Proseguendo il suo cammino, sconfigge Publio Cornelio Scipione, mandato a fermarlo, al fiume Trebbia, nei pressi di Piacenza, ma nella sua marcia contrae una malattia che lo rende quasi cieco all’occhio destro. Attraversato l’Appennino nel 217 a.C., con l’unico elefante sopravvissuto, Surus, il siriano, raggiunge le paludi dell’Arno, tra disagi e malattie. Dall’Umbria scende verso il Lazio. Nel 217 a.C. sconfigge Flaminio nella battaglia al lago Trasimeno, proseguendo la sua marcia vittoriosa verso la Puglia.
ANNIBALE E LA PUGLIA
Spade, lance, pietre fiondate, zoccoli di cavalli, il peso di migliaia i piedi in marcia sopra i caduti, colpi di calore, prostrazione, terrore e persino disperazione, furono le armi letali di Canne (Barry Strauss, L’arte del comando, 2013).
Arrivato in Puglia, il 2 agosto 216 a.C., a Canne, nella valle del fiume Ofanto, Annibale sconfigge i Romani nella battaglia che rimane famosa nella storia militare come capolavoro tattico. A Canne Annibale perse 6.000 uomini, i Romani 45.000.
La Daunia, esclusa Canosa, fu al suo fianco dopo la vittoria. Annibale rimase in Italia meridionale per più di un decennio (215-203 a.C.), durante il quale avvenne un grandecambiamento sociale in Puglia, dovuto da una parte alle vicende di guerra, dall’altra alle deportazioni di massa operate dai Romani verso le popolazioni che avevano appoggiato Annibale e al formarsi di una aristocrazia locale dalle grandi risorse economiche, riconoscibile dai ricchissimi corredi funerari.
EPILOGO
Raramente qualcuno nel lasciare la patria per andare in esilio apparve mai tanto triste quanto si racconta sia stato Annibale nel partire, abbandonando una terra nemica. Si dice che spesso si sia voltato indietro a guardare le coste dell’Italia, accusando gli dei e gli uomini… (Livio XXX, 7-8).
“Ma perché Annibale subito dopo Canne non sferrò l’attacco finale marciando su Roma?” Si sono posti questa domanda personaggi a lui contemporanei, storici antichi e moderni, intellettuali e filosofi.
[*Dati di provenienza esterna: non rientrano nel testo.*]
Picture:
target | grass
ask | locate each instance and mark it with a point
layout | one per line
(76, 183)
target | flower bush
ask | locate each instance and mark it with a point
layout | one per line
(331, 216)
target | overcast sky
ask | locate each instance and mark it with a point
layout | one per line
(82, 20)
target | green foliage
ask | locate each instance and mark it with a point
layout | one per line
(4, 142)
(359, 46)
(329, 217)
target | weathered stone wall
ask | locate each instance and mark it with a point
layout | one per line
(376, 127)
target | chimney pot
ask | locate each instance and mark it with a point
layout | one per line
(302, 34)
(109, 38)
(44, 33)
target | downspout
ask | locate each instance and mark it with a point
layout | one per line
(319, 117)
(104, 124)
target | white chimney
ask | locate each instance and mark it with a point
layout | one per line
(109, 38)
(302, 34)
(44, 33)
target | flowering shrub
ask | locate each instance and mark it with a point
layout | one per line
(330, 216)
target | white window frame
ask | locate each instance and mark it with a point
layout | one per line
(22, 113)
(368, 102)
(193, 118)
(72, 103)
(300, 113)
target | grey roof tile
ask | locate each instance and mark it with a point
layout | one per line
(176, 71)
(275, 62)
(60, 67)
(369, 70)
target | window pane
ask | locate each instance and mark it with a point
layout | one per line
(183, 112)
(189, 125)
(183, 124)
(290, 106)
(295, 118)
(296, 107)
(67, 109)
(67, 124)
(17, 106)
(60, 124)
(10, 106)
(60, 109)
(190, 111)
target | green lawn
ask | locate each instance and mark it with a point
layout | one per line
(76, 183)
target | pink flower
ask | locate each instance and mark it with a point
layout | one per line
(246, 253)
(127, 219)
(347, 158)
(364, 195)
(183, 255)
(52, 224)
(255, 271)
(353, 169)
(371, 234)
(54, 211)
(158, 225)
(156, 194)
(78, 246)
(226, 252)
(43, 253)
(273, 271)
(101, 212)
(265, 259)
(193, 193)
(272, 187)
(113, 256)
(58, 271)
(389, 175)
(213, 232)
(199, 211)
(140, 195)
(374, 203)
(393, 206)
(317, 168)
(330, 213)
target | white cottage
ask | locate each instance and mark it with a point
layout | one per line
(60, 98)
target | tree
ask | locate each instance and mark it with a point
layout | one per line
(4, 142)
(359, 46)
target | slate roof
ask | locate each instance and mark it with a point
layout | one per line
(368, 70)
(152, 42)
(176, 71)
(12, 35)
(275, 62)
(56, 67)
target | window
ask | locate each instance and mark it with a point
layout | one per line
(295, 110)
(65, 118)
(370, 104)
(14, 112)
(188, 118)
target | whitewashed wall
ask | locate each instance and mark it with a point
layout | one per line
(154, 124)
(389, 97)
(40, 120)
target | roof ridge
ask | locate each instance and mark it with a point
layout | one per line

Annibale divenne l’eroe che non portò a compimento la sua impresa…
Negli ultimi anni in Italia Annibale fu sempre più ridotto alla difensiva e mancò il risultato definitivo. Non aveva potuto costringere Roma a trattare e non era riuscito a unificare il mondo italico alternativo a Roma.
Le fonti storiche narrano di comportamenti crudeli e feroci, di sacchi sistematici, di massacri e di deportazioni di popolazioni intere. Richiamato in Africa, prima di imbarcarsi, si ferma alsantuario di Hera Lacinia a Crotone dove depone una iscrizione in punico e greco su tavola bronzea con la narrazione delle sue gesta (ora perduta).
Sconfitto a Zama, nel 202 a.C., da Publio Cornelio Scipione, detto poi l’Africano, nel 195 a.C. lascia Cartagine e si rifugia presso il re Antioco III di Siria incitandolo alla guerra contro Roma, e quindi in Bitinia (regione dell’Asia Minore). Lì, per non cadere nelle mani dei Romani, si avvelena (183 a.C.).